The following morning broke cold and sharp, the kind of dawn that gnawed at exposed skin and bit through jackets. Thin mist clung low to the mountainside, curling around the makeshift garage like smoke off a fire. Under a canvas canopy rigged between support vans, the Lancia 037 sat wounded but alive—perched on jack stands, its wheels suspended mid-air like a beast mid-pounce, restrained only by the need for repair. The rear hatch hung open, twisted and cracked, a brutal scar from the night before. Tools clinked, wrenches bit into bolts, and the air reeked of gear oil and burnt brake dust.

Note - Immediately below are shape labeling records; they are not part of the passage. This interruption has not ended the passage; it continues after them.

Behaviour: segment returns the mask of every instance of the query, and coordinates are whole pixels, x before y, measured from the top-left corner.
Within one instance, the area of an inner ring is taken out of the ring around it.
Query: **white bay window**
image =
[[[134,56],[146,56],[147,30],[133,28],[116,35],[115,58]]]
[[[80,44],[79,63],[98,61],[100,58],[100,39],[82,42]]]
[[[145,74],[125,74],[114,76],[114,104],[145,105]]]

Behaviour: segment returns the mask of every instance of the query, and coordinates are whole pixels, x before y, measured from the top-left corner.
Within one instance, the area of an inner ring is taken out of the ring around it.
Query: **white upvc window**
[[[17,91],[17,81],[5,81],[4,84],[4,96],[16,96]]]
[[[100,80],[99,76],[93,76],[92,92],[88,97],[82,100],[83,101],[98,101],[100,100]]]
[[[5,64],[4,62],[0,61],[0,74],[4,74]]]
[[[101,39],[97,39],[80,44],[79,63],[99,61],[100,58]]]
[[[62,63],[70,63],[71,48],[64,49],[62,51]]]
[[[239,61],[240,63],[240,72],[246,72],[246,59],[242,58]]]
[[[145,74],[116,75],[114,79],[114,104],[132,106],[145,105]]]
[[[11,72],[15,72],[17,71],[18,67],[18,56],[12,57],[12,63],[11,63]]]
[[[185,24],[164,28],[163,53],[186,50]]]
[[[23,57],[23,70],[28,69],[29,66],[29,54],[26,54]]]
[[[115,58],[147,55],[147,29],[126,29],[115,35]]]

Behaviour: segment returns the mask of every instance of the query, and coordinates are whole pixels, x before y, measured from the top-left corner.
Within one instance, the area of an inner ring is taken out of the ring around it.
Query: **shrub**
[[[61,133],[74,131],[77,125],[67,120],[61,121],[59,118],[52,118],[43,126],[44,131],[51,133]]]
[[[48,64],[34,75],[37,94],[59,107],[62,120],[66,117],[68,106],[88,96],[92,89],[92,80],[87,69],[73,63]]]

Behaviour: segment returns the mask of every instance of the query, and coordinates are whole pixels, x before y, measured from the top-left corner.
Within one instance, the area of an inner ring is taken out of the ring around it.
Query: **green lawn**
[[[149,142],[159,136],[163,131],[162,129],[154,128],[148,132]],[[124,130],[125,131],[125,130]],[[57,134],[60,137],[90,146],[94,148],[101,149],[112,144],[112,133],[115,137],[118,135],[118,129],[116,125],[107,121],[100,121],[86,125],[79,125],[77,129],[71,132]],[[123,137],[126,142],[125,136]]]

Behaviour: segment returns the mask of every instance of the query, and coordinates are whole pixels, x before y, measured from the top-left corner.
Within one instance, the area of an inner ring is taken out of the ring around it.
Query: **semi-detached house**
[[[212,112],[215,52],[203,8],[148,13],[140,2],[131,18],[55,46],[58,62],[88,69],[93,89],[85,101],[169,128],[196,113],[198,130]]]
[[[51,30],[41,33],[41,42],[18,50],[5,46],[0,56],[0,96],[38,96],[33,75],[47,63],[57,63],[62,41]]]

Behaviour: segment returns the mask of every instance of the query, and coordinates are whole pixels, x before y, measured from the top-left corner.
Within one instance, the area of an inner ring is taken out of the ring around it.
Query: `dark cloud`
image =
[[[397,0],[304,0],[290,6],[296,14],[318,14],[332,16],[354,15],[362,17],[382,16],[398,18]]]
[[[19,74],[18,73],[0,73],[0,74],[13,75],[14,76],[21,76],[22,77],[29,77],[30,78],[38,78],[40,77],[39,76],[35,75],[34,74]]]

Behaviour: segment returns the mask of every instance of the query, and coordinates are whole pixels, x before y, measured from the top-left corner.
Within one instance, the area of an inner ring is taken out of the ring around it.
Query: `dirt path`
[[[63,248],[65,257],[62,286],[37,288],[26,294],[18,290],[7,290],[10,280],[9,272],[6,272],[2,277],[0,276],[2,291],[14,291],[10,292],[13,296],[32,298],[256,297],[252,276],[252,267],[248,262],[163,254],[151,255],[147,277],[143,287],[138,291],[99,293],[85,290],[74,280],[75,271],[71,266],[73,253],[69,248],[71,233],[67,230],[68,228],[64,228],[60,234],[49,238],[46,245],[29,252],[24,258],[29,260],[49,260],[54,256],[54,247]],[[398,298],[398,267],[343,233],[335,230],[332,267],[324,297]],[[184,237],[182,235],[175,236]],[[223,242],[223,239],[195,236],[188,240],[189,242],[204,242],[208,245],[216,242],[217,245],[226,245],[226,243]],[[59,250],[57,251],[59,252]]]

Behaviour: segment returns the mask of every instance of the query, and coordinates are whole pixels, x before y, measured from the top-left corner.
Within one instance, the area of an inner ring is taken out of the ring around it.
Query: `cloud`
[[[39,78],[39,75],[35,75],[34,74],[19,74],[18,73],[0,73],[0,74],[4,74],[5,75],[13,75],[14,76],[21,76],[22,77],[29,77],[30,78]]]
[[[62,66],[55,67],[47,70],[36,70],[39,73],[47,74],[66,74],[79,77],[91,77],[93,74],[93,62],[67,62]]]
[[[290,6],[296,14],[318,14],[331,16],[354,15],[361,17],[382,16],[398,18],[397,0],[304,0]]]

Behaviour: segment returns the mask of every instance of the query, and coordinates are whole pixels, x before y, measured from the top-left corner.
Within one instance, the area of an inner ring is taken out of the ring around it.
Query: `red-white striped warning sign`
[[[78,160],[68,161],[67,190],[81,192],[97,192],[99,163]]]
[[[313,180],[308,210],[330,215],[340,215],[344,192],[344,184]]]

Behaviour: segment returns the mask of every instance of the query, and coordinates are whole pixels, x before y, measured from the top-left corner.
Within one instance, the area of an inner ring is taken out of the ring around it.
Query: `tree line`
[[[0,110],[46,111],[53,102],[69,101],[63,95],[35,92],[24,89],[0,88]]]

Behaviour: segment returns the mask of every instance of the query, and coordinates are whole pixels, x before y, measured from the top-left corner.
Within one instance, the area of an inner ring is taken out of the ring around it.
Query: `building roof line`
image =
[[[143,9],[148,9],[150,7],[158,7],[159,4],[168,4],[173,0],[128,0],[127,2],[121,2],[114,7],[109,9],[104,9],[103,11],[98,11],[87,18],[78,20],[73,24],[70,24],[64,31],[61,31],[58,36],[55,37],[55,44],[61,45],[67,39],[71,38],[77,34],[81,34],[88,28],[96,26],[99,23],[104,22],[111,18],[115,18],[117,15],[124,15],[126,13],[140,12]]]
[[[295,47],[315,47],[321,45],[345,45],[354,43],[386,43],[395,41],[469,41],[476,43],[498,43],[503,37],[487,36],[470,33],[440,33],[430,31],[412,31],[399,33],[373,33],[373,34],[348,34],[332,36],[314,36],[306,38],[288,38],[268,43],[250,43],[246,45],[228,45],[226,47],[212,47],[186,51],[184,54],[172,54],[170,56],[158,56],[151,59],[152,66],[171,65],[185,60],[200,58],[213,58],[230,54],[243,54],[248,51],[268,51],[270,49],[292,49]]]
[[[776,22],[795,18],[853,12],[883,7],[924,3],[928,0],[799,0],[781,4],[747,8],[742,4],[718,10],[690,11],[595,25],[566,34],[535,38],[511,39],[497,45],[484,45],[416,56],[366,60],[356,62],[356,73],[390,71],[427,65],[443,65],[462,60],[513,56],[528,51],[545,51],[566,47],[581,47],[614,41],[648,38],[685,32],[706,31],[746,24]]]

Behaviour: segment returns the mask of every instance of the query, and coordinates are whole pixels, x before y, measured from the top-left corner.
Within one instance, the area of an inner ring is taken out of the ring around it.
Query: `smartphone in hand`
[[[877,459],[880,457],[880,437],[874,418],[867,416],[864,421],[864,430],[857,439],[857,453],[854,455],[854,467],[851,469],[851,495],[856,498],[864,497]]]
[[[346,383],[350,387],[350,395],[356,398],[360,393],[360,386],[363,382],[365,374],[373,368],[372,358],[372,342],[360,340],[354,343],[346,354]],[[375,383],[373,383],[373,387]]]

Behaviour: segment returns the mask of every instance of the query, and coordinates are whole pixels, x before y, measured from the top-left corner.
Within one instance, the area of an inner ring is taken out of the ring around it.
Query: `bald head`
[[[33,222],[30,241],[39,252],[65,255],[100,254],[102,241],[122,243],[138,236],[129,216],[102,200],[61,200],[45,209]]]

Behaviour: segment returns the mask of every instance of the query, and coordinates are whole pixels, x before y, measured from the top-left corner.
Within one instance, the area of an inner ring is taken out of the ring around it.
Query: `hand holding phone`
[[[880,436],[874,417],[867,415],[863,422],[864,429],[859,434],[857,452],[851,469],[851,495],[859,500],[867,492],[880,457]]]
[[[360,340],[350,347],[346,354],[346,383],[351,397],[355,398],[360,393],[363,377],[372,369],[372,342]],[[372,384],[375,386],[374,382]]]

Navia was deep in the guts of the car, hunched over the left-side suspension with sleeves rolled past her elbows and grease streaking her forearms like warpaint. Her hands moved with surgical intent—fast, confident, methodical. Beside her, Clorinde had taken position over the right suspension, her eyes scanning every control arm, link, and fastener. Each torque was measured. Every bolt, rechecked twice. No shortcuts. Not this time.

The rhythm was broken by the low rumble of an engine—steady, diesel, familiar. One of the support vans crested the rise, rolling to a halt just beside the pit zone. The engine cut out with a cough, and Keqing stepped out, followed closely by Albedo, Collei's quiet and clinical mechanic. Their breath steamed in the cold.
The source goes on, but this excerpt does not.